The U.S. government subsequently imposed export controls on Fable 5 and Mythos 5, prohibiting foreign nationals from using the related models. Since Anthropic could not quickly and reliably identify the nationality and identity of all users, the company eventually suspended access for all customers. This step transformed the Fable incident from a model security dispute into a frontier AI access rights event.

Detail One: Dual-Use of Mythos-Level Capabilities

The core of the Fable controversy is not about ordinary Q&A, but about the increasingly blurred boundary between "defensive capabilities" and "offensive capabilities." A cybersecurity model can help enterprises discover vulnerabilities and patch systems, but it can also help attackers find entry points and automate exploit exploitation.

This is also why the government intervened quickly. If a model only writes copy or generates code, regulatory pressure is relatively limited; once it possesses strong vulnerability discovery and exploitation capabilities, it gets revalued within a national security framework. As a public version, Fable 5 intended to reduce risk through guardrails; when the guardrails can be bypassed, regulators see a "high-risk capability entry point that might be opened."

Detail Two: Microsoft's Usage Restriction Reveals Enterprise-Side Risks

Another thread of the Fable incident comes from Microsoft. Microsoft temporarily restricted employees from using Claude Fable 5 due to Anthropic's new data retention requirements. Fable 5's prompts and outputs may be retained for 30 days, and content flagged by the security system may be retained longer. Microsoft was concerned that employees might input customer data, company materials, or internal code during use, and if such content were retained and entered the investigation process, it could lead to compliance and competitive risks.

This detail is crucial. It shows that the risk of frontier AI has expanded from "whether the model is dangerous" to "whether enterprises can control their own data." When enterprises use AI, they care not only about the quality of the model's responses but also whether prompts are saved, whether data can be deleted, whether model calls comply with internal compliance, and whether the supplier might access sensitive content during security investigations.

Detail Three: Export Controls Raise AI Sovereignty Issues

The Fable incident also triggered broader discussions on AI sovereignty. The core of market skepticism is: while the U.S. government wants to promote American AI globally, it can also temporarily cut off access to frontier models for overseas users through export controls, leading global customers to reassess the reliability of U.S. AI supply.

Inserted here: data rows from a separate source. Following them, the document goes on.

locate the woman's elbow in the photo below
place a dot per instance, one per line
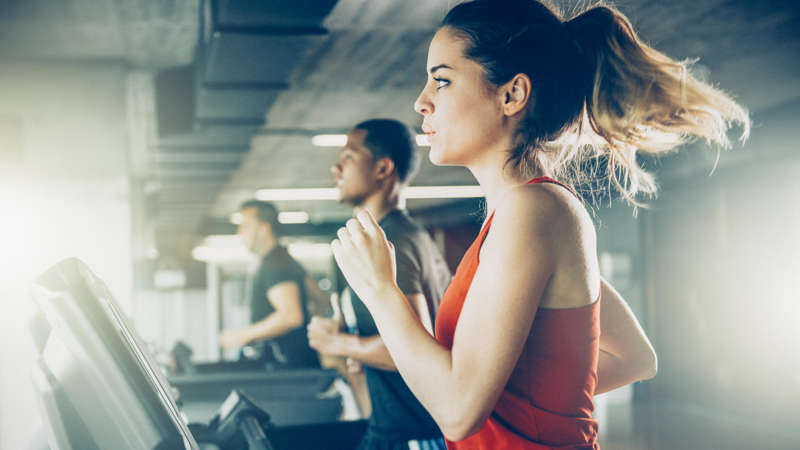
(461, 426)
(648, 366)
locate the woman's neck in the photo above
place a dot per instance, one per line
(496, 177)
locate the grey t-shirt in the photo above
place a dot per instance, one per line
(396, 413)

This means the impact of the Fable incident will not be limited to Anthropic. Enterprises, countries, and developers all need to rethink the AI supply chain: if core models come from a few U.S. companies, is access stable; if enterprise workflows deeply depend on a certain model, could policy changes cause business disruptions; if security and compliance rules are determined internally by the platform, can external users obtain sufficient evidence?

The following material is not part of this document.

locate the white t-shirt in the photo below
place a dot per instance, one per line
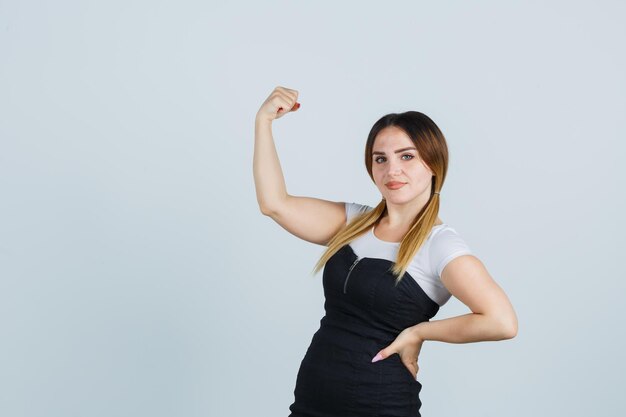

At this point, the Fable incident is no longer an isolated model shutdown. The reason it truly triggers DeAI discussions is that three long-standing structural gaps of centralized AI have been simultaneously amplified: access rights are jointly determined by the platform and regulators, data flow remains within the platform, and the execution process of models and agents lacks externally verifiable evidence.

2. Gaps in Centralized AI: Access, Data, and Execution Are Unverifiable

Uncontrollable Access: Model Services May Be Cut Off by External Rules

The Fable incident proves that frontier models are no longer ordinary internet services. They are subject to national security, export controls, identity verification, partner feedback, and geopolitical factors. Once enterprises integrate R&D, code audits, risk control, customer service, or automated tasks into a single model, a sudden model suspension becomes a business continuity issue.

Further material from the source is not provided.